Personal information
- Born: 6 January 2001 (age 25) Rijeka, Croatia
- Nationality: Croatian / Serbian
- Height: 1.94 m (6 ft 4 in)
- Weight: 94 kg (207 lb)

Club information
- Current team: CN Posillipo

Senior clubs
- Years: Team
- 2016–2018: Primorje
- 2018–2019: Vojvodina
- 2019–2020: Šabac
- 2020–2023: Radnički
- 2023–2024: Novi Beograd
- 2024-: Posillipo

= Marko Radulović (water polo) =

Serbian water polo player

Marko Radulović (Марко Радуловић; born 6 January 2001) is a Serbian professional water polo player for Novi Beograd.
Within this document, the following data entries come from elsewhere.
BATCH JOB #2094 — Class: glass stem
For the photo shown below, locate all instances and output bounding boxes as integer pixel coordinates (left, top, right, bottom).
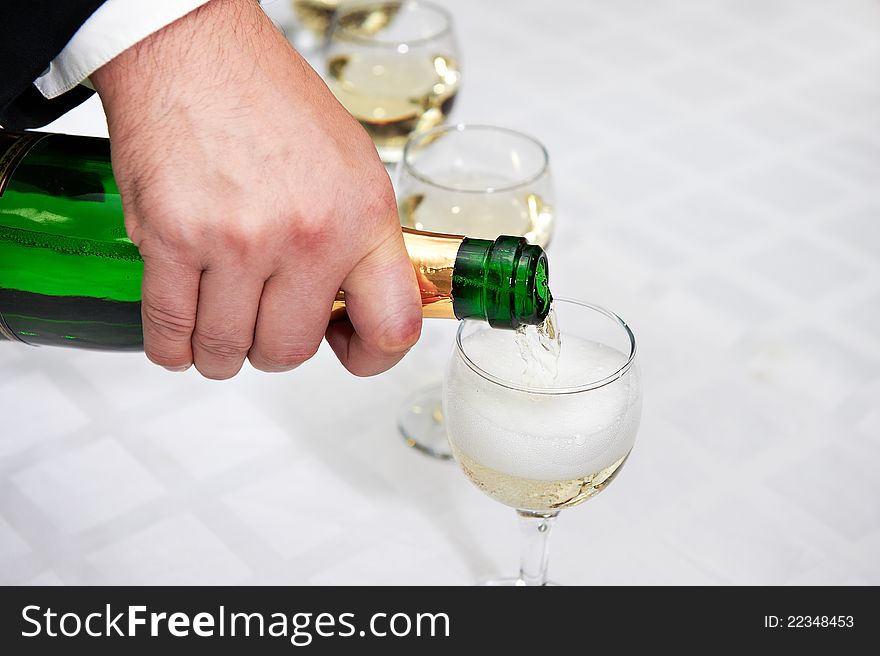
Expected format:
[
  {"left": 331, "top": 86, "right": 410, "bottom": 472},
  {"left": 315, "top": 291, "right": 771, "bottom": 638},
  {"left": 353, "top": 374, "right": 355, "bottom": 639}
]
[{"left": 516, "top": 510, "right": 559, "bottom": 585}]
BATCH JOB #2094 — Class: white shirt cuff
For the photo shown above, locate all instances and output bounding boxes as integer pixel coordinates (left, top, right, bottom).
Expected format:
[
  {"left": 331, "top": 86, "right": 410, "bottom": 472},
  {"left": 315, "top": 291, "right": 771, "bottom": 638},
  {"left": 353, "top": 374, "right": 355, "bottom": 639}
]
[{"left": 34, "top": 0, "right": 215, "bottom": 98}]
He is 1.94 m tall and weighs 94 kg.

==Career==
He began playing with youth categories of VK Primorje and made senior club debut at the age of 15. He stayed with the club for two seasons since then. In October 2018, he moved to the Serbian club Vojvodina. In the summer of 2020, he moved to Radnički. In the beginning of 2023 he transferred to VK Novi Beograd.

==International career==
After playing with the youth categories of the Croatia men's national water polo team, in October 2020 he decided to move to the Serbia men's national water polo team.